When Asset Control has been brought into markets such as Brazil, it has been on the strength of an entire ecosystem of services, Petti says. Regulators and banking supervisors also need best-of-breed data systems, and end-user firms follow that lead—not just for compatibility, but for the example of what works best, according to Petti.
By pushing Fatca and the LEI, the US has been swimming against the global tide of how financial data is handled.
In the field of corporate actions services, another provider has found a similar path to reach new markets. As reported in August, SunGard XSP, once a smaller company that had been acquired by SunGard, found that the worldwide reach of its new parent came with an advantage similar to what Asset Control is encountering by serving global clients.
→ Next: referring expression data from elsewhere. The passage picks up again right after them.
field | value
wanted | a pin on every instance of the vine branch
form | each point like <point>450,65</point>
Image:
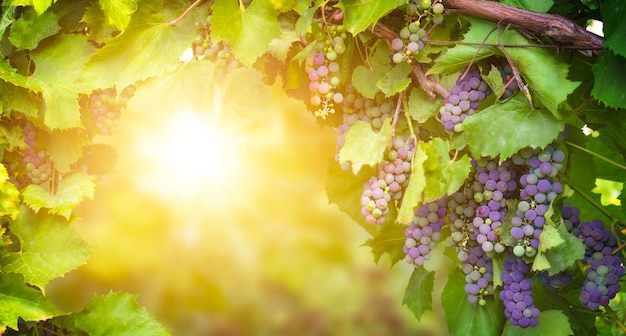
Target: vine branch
<point>554,27</point>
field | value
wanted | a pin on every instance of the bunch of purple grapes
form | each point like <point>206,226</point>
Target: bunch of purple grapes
<point>424,231</point>
<point>516,293</point>
<point>539,190</point>
<point>464,99</point>
<point>37,163</point>
<point>389,184</point>
<point>602,278</point>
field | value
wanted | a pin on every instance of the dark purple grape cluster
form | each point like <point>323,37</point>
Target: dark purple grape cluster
<point>555,281</point>
<point>389,184</point>
<point>424,231</point>
<point>602,278</point>
<point>37,163</point>
<point>106,107</point>
<point>517,292</point>
<point>464,99</point>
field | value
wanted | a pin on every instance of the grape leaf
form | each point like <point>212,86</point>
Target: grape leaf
<point>390,239</point>
<point>363,146</point>
<point>118,12</point>
<point>70,192</point>
<point>30,29</point>
<point>504,129</point>
<point>57,68</point>
<point>421,107</point>
<point>413,195</point>
<point>464,318</point>
<point>248,31</point>
<point>48,248</point>
<point>608,88</point>
<point>138,53</point>
<point>613,14</point>
<point>395,80</point>
<point>18,300</point>
<point>560,253</point>
<point>345,189</point>
<point>447,175</point>
<point>359,14</point>
<point>418,296</point>
<point>539,6</point>
<point>117,313</point>
<point>551,322</point>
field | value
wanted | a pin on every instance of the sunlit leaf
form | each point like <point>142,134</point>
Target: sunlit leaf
<point>363,146</point>
<point>503,129</point>
<point>248,31</point>
<point>117,313</point>
<point>49,247</point>
<point>18,300</point>
<point>70,192</point>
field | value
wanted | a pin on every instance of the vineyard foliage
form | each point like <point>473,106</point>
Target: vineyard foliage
<point>434,105</point>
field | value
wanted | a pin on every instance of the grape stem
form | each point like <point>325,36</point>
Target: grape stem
<point>595,154</point>
<point>182,16</point>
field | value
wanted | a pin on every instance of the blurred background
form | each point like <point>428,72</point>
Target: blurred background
<point>224,230</point>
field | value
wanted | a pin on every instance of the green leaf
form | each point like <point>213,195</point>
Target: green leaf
<point>608,88</point>
<point>345,189</point>
<point>504,129</point>
<point>248,31</point>
<point>418,296</point>
<point>70,192</point>
<point>57,68</point>
<point>390,239</point>
<point>421,107</point>
<point>448,175</point>
<point>138,53</point>
<point>413,195</point>
<point>464,318</point>
<point>360,14</point>
<point>363,146</point>
<point>17,300</point>
<point>49,247</point>
<point>118,12</point>
<point>396,80</point>
<point>30,29</point>
<point>613,13</point>
<point>551,323</point>
<point>539,6</point>
<point>117,313</point>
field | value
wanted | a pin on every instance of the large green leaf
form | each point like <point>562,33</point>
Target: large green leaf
<point>118,12</point>
<point>390,239</point>
<point>49,247</point>
<point>504,129</point>
<point>464,318</point>
<point>249,31</point>
<point>360,14</point>
<point>117,313</point>
<point>419,292</point>
<point>138,53</point>
<point>551,323</point>
<point>70,192</point>
<point>30,29</point>
<point>363,146</point>
<point>18,300</point>
<point>58,66</point>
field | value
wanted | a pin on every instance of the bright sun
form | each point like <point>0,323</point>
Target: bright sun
<point>185,156</point>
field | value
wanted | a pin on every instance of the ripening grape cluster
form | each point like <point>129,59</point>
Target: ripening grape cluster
<point>106,107</point>
<point>424,231</point>
<point>388,185</point>
<point>37,164</point>
<point>464,99</point>
<point>322,67</point>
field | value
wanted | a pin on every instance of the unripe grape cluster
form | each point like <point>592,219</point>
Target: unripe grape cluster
<point>37,163</point>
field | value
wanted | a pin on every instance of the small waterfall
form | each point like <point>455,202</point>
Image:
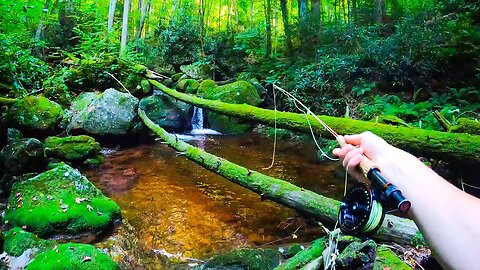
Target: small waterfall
<point>198,124</point>
<point>197,119</point>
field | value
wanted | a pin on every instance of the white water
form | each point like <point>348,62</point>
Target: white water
<point>198,126</point>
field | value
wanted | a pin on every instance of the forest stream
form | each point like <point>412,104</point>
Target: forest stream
<point>178,212</point>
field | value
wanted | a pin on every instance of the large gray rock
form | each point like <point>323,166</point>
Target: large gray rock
<point>108,113</point>
<point>166,112</point>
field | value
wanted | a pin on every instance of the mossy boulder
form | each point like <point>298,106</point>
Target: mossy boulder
<point>51,255</point>
<point>245,259</point>
<point>240,92</point>
<point>390,120</point>
<point>18,240</point>
<point>197,72</point>
<point>33,115</point>
<point>188,86</point>
<point>72,148</point>
<point>357,256</point>
<point>166,112</point>
<point>60,202</point>
<point>108,113</point>
<point>73,257</point>
<point>23,156</point>
<point>465,125</point>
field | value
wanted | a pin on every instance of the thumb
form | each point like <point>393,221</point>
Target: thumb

SunGard XSP at that time had begun expansion in Singapore, rolling out its cloud-based XSPv5 service and software-as-a-service XSPrisa product there, as part of a broader drive in the Asia-Pacific region through SunGard’s middle- and back-office services footprints.
Ironic Detachment
Those who are counting on rollouts of services within the same major global firms to offices in other regions would hope that these would be seamless, like McCartney’s “getting better all the time” lyric without Lennon’s “couldn’t get much worse” counterpoint. But the latter might be an apt summation of the cross-border complications in the legal entity identifier (LEI) saga. As 2013 progressed, it became more evident that local operating units (LOUs) and pre-LEIs in different markets would each have differences that would need to be coordinated. In October, Thomson Reuters’ Tim Lind told a webcast audience that customers (the end-user firms) are having trouble understanding the interactions between LOUs and the central oversight organizations for the LEI based in Basel.
Similar inter-governmental fractures have surfaced with the US Foreign Account Tax Compliance Act (Fatca). Separate individual Intergovernmental Agreements (IGAs) have been made, and will have to be made between the US and other countries. Only a handful of these are in place to date, since many countries’ laws explicitly prohibit disclosure of financial information to foreign entities and governments. By pushing Fatca and the LEI, the US has been swimming against the global tide of how financial data is handled.
Proceed with Caution
The “Western” regions of the industry—service providers and their clients alike—may need to proceed with caution on grand plans to impose different systems and methods on foreign markets. It’s possible that data systems that have worked well can yield improved data management elsewhere, but at the same time, it’s not impossible that idiosyncrasies of other markets could slow their adoption.